Re: [SI-LIST] : Excessive clock overshoot

fabrizio zanella (fabrizio=zanella%eng%[email protected])
Thu, 14 May 98 8:24:13 -0400

I apologize for not giving enough information on yesterday's email about
the FCT clock overshoot. The termination at each end of the bus for these
clock lines is thevenin 100-5V/220-gnd. The loaded round trip delay is
about 4.4ns, so 2.2ns one way.
Hope this helps, thank you very much for the comments thus far.
The comment from Andy Ingraham about the FCT clock resonating at 45MHz does
make sense because on a receiver card at the clock input we see
oscillations/non-monotonic signals.
Would the resonance be caused by the internal clock circuitry or the load
it's driving?

Regards, Fabrizio Zanella.
EMC Corporation
[email protected]
-------------
Original Text
From: "D. C. Sessions" <[email protected]>, on 5/13/98 5:23 PM:
To: smtp@Eng@EMCHOP1["SI-List" <[email protected]>]
Cc: smtp@Eng@EMCHOP1["SI-List" <[email protected]>]

fabrizio zanella wrote:
>
> I have a question regarding an FCT clock (TTL levels) driving a heavily
> loaded backplane.
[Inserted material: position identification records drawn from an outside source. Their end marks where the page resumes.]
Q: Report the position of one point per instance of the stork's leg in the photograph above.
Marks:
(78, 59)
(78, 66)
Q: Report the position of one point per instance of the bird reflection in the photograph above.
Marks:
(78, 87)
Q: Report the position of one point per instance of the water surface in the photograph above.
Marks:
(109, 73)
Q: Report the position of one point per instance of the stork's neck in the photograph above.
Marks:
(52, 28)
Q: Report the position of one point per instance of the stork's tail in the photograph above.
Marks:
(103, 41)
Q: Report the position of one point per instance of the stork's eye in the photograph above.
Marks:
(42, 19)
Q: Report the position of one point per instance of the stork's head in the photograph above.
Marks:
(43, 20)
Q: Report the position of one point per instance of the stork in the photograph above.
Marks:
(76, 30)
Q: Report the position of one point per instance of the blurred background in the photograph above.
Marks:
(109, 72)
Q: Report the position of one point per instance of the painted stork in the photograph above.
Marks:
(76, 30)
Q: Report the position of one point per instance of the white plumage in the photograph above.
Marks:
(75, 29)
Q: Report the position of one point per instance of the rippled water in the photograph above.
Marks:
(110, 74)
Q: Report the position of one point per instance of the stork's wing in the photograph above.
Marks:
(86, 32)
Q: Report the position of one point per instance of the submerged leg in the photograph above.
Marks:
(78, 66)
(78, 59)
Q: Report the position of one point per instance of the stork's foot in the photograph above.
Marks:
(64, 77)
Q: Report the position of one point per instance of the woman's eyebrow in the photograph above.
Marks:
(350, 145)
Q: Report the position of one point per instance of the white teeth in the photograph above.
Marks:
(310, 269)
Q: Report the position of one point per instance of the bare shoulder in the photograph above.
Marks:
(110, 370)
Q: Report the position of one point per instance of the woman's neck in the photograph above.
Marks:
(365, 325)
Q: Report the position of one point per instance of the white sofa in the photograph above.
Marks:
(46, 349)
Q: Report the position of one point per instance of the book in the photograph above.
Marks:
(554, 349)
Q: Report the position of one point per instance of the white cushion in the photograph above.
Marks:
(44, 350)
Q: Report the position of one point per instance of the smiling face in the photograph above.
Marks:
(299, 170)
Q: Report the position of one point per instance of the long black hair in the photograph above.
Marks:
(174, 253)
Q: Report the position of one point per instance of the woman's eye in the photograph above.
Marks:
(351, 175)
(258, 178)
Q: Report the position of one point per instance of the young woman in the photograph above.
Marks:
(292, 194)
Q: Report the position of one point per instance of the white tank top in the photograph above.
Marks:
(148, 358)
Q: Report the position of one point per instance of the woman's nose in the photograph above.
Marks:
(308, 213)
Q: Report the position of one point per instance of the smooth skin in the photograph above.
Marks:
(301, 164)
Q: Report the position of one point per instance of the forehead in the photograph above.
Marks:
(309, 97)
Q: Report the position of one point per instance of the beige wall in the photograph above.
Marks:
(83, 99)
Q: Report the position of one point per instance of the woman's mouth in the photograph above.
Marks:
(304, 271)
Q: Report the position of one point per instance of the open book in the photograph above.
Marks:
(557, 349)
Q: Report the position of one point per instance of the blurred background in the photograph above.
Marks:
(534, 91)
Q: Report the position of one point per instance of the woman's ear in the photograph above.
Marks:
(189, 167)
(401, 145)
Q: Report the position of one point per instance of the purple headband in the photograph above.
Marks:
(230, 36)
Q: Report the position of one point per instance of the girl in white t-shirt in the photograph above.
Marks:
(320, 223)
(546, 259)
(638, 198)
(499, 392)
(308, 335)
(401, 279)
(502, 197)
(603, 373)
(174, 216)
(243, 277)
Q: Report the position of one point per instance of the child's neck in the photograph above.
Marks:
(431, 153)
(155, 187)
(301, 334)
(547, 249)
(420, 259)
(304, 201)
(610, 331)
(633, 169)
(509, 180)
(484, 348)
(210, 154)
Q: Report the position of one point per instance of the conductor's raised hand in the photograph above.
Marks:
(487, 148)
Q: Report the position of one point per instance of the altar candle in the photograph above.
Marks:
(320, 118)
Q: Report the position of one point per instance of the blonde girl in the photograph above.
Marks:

On the driver pin we see excessive overshoot on the
L-H
> transition which increases as we increase the clock frequency. This
> overshoot goes from 5V at 33MHz to 6.5-7.0V at 45MHz. The stub impedance
> is 75 ohms, backplane impedance 25 ohms loaded. There is a clamping
diode
> on the H-L side but not on the L-H. The H-L side does not have any
> undershoot.
> I have asked the manufacturer and they have never seen this phenomena,
nor
> do they have an explanation for it.
> Any ideas on what could be causing this?

1) Is the line unterminated?
2) Is the loaded one-way delay anything near 2.7ns?